Um ano depois, ela está com o mesmo peso de quando começou a utilizar o fármaco.
Javier Díaz, sevilhano de 45 anos, acompanhou o seu tratamento com uma rigorosa rotina desportiva. Há um ano, em sua entrevista, ele se gabou de poder fazer 100 agachamentos por dia. E continua a fazê-lo, pois tem mantido os seus hábitos desportivos.
— Dois dias na semana tenho personal trainer e três dias de treino gratuito. Faço CrossFit , treino funcional, misturo cardio e força, e ando muito com o cachorro… No momento estou fazendo uma caminhada de uma hora com ele — ele conta.
Díaz deixou a Ozempic há oito meses. Mas ele não parou de se exercitar. Seu peso se manteve estável nesse período, entre 81 e 82 quilos.
— Este é um exemplo claro de como a medicina pode ajudar. É um caso muito comum. Estresse, hábitos de vida, trabalho... são fatores que influenciam o peso do paciente. Podemos ajudá-lo com medicamentos para regular a disfunção do seu cérebro, dos seus hormônios intestinais. Mas deve ser acompanhado de hábitos saudáveis que serão mantidos após o término do suporte farmacológico —explica Cristóbal Morales, seu endocrinologista.

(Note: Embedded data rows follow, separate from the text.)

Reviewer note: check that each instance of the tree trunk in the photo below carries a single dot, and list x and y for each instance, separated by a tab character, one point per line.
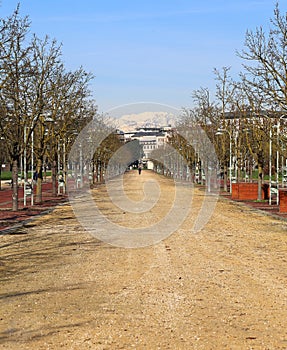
54	178
15	185
39	181
260	177
225	178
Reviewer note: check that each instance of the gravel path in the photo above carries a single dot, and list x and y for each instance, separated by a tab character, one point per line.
221	288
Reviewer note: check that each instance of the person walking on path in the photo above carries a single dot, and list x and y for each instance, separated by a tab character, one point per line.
140	168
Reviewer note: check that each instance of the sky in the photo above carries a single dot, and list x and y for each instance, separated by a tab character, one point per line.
156	51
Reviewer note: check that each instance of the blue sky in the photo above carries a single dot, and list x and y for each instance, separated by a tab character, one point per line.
157	51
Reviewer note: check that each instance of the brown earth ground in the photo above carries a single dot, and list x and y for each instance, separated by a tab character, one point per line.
221	288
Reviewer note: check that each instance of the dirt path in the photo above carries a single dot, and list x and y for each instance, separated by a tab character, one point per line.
221	288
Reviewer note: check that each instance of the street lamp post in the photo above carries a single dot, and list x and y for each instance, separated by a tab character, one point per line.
221	132
270	164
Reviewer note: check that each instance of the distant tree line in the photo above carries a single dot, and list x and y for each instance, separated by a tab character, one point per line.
43	106
246	116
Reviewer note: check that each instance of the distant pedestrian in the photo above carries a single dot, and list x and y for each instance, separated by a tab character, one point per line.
140	168
35	176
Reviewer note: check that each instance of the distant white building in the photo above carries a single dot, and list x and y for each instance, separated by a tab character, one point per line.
150	138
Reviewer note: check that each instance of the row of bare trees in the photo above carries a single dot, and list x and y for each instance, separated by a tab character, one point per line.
246	116
43	106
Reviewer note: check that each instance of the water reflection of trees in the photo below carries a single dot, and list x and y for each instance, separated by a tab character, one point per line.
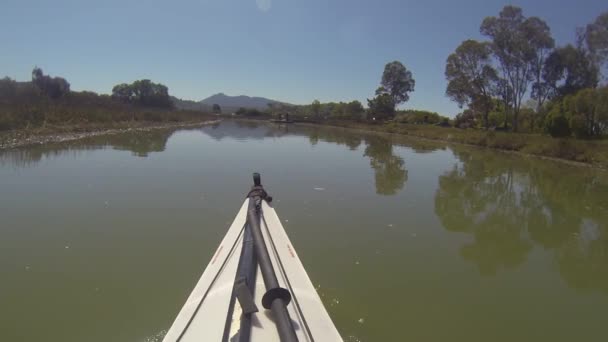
139	143
511	205
389	169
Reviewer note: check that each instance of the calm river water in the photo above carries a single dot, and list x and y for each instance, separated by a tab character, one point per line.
103	239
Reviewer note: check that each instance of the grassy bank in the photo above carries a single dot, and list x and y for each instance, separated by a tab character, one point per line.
66	132
591	152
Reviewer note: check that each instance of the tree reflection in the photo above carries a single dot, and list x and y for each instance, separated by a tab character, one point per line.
389	169
390	173
141	143
510	205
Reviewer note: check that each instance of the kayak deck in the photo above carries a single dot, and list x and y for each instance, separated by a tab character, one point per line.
207	314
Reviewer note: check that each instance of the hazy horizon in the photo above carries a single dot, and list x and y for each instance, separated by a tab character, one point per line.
286	50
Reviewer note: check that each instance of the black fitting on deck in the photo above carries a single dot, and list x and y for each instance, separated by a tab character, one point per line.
275	298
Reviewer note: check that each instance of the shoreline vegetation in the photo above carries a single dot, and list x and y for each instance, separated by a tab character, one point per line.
48	135
519	92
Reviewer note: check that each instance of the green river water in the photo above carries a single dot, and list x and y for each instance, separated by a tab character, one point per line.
104	238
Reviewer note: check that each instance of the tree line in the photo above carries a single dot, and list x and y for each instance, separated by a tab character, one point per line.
50	100
518	76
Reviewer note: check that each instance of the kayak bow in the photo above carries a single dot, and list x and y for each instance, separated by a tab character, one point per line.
255	263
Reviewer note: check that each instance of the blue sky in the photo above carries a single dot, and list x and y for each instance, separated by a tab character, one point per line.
290	50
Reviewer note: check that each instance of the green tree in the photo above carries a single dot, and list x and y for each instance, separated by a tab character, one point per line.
516	41
143	92
595	36
382	106
397	81
53	87
542	42
315	107
569	69
470	76
588	112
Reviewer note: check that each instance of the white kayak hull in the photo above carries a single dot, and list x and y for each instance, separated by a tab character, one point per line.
204	316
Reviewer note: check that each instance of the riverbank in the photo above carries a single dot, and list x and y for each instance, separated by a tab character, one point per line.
582	152
54	134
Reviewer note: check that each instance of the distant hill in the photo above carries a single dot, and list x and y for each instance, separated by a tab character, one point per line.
189	105
237	102
228	103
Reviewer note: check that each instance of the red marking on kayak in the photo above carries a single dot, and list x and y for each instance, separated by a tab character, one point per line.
216	254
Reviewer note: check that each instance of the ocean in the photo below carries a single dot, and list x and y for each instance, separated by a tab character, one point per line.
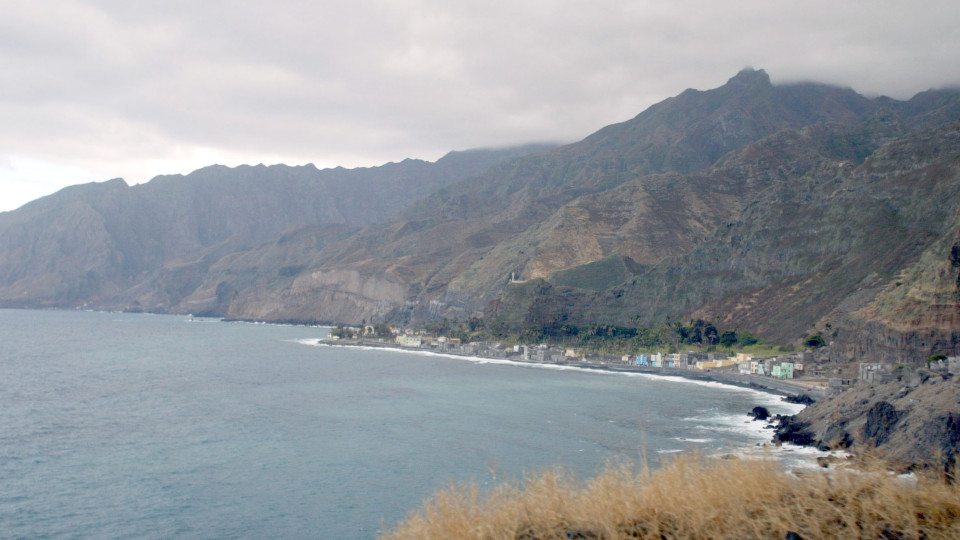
119	425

Morales é endocrinologista dos hospitais Virgen de la Macarena e Vithas (ambos em Sevilha) e membro da Sociedade Espanhola para o Estudo da Obesidade. Questionado sobre o estudo da Universidade de Copenhage, concorda veementemente com os resultados, que coloca num contexto mais amplo e unânime.
— Estudos como este corroboram a nossa mensagem de que as Unidades de Excelência em Obesidade não o são se não forem multidisciplinares e não tiverem incorporados profissionais de atividade física e desporto — o especialista salienta.
A obesidade é uma doença crónica, por isso tem sido sugerido que o seu tratamento também o seja. No entanto, em muitos casos, estes medicamentos apenas fornecem uma ajuda extra para encorajar uma mudança no estilo de vida.
— A obesidade é para sempre e os pacientes lutarão durante toda a vida para manter o peso. Mas a experiência da vida real com medicamentos para obesidade é diferente dependendo do paciente. Tem gente que usa para atingir o peso saudável e depois consegue mantê-lo sem remédios. Outros precisam de pequenas doses e há quem possa precisar delas de forma intermitente — admite Morales.
Os primeiros agonistas do GLP-1 começaram a ser utilizados há 15 anos e vários estudos científicos confirmam a segurança do tratamento a longo prazo. Mas uma vida com Ozempic, embora viável e segura, não se mostra sustentável. O medicamento pode fornecer ajuda ocasional, mas antes da primeira injeção, você deve começar a considerar como administrar a vida após o Ozempic. O que fazer quando a fome voltar.